In the last two weeks, we have optimized our continuous deployment program and achieved remarkable results. Please record and share with us
background
In that year, the company grew rapidly and launched new projects frequently. Every time a project was launched, it was necessary to apply for a new batch of machines, initialize and deploy the dependent service environment
In that year, the project was in full swing. The flow of project A increased rapidly, and the machine was immediately expanded to A. The new functions of project B were added to B
Working overtime day and night, I was on the run
That year, I learned that Docker could save me, so I decided to fight for glory (hairline).

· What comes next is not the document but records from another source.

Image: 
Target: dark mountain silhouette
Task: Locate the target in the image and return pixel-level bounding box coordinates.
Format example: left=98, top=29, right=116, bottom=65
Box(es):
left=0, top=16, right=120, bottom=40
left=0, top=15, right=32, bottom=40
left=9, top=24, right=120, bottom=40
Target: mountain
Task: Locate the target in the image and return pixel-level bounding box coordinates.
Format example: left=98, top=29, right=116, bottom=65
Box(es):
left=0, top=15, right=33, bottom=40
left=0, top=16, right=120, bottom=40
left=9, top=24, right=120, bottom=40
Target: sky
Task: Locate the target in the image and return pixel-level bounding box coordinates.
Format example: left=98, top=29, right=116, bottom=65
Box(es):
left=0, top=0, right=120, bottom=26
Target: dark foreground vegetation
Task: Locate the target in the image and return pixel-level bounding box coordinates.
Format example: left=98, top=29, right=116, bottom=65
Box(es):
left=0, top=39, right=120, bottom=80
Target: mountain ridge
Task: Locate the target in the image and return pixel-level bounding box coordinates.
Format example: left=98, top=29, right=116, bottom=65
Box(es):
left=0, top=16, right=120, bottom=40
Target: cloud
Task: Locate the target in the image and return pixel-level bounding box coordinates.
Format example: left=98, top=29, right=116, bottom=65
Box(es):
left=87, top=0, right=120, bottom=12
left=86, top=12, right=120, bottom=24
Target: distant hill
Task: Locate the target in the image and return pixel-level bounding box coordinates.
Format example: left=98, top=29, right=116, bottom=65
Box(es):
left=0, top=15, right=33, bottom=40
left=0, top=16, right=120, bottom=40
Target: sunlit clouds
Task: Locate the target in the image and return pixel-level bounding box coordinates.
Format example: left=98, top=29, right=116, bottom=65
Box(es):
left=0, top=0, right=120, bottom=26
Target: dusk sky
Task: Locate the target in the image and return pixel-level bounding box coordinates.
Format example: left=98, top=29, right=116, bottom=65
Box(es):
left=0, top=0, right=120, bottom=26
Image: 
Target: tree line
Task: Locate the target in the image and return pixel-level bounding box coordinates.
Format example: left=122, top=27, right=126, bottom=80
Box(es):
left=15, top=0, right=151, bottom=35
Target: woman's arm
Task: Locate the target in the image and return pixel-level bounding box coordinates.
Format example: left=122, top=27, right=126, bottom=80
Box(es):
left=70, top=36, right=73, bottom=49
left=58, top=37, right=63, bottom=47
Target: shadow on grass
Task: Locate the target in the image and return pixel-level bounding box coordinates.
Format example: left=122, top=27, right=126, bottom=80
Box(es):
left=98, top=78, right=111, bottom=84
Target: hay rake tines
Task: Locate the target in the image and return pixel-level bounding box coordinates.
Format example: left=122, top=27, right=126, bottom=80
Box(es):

In order to quickly land and minimize the impact of the introduction of Docker on the whole CICD process, Docker was added into our online process with minimal changes. Please refer to the following figure for process changes
In that year, container arrangement was in chaos, K8S was not yet popular, and due to the limited time and energy and technical strength, the production environment did not dare to hastily launch the arrangement. Docker was simply used on the previous host, mainly to solve the problems of environment deployment, expansion and reduction. Docker did solve these two problems after it was launched. There are additional perks such as ensuring consistency in the development line environment
But the use of the Docker not’s interest, and packaged synchronization code way into a mirror, update the container also brought the growth of the online time, at the same time because of the difference of various environment configuration file failed to fully accomplish a packaging environment more sharing, this paper mainly introduces how we optimize the these two problems
Python multithreading
After analyzing the deployment logs, it is found that it takes a long time to download images and restart containers during the whole deployment process
The whole deployer is developed by Python, and the core idea is to use the Paramiko module to remotely execute SSH commands. Before the introduction of Docker, the release is rsyslog synchronization code, single thread rolling restart service, and the whole deployer logic has not changed much after the launch of Docker. Instead of synchronizing the code restart service to download the image restart container, the code looks like this:
import os
import paramiko
# paramiko.util.log_to_file("/tmp/paramiko.log")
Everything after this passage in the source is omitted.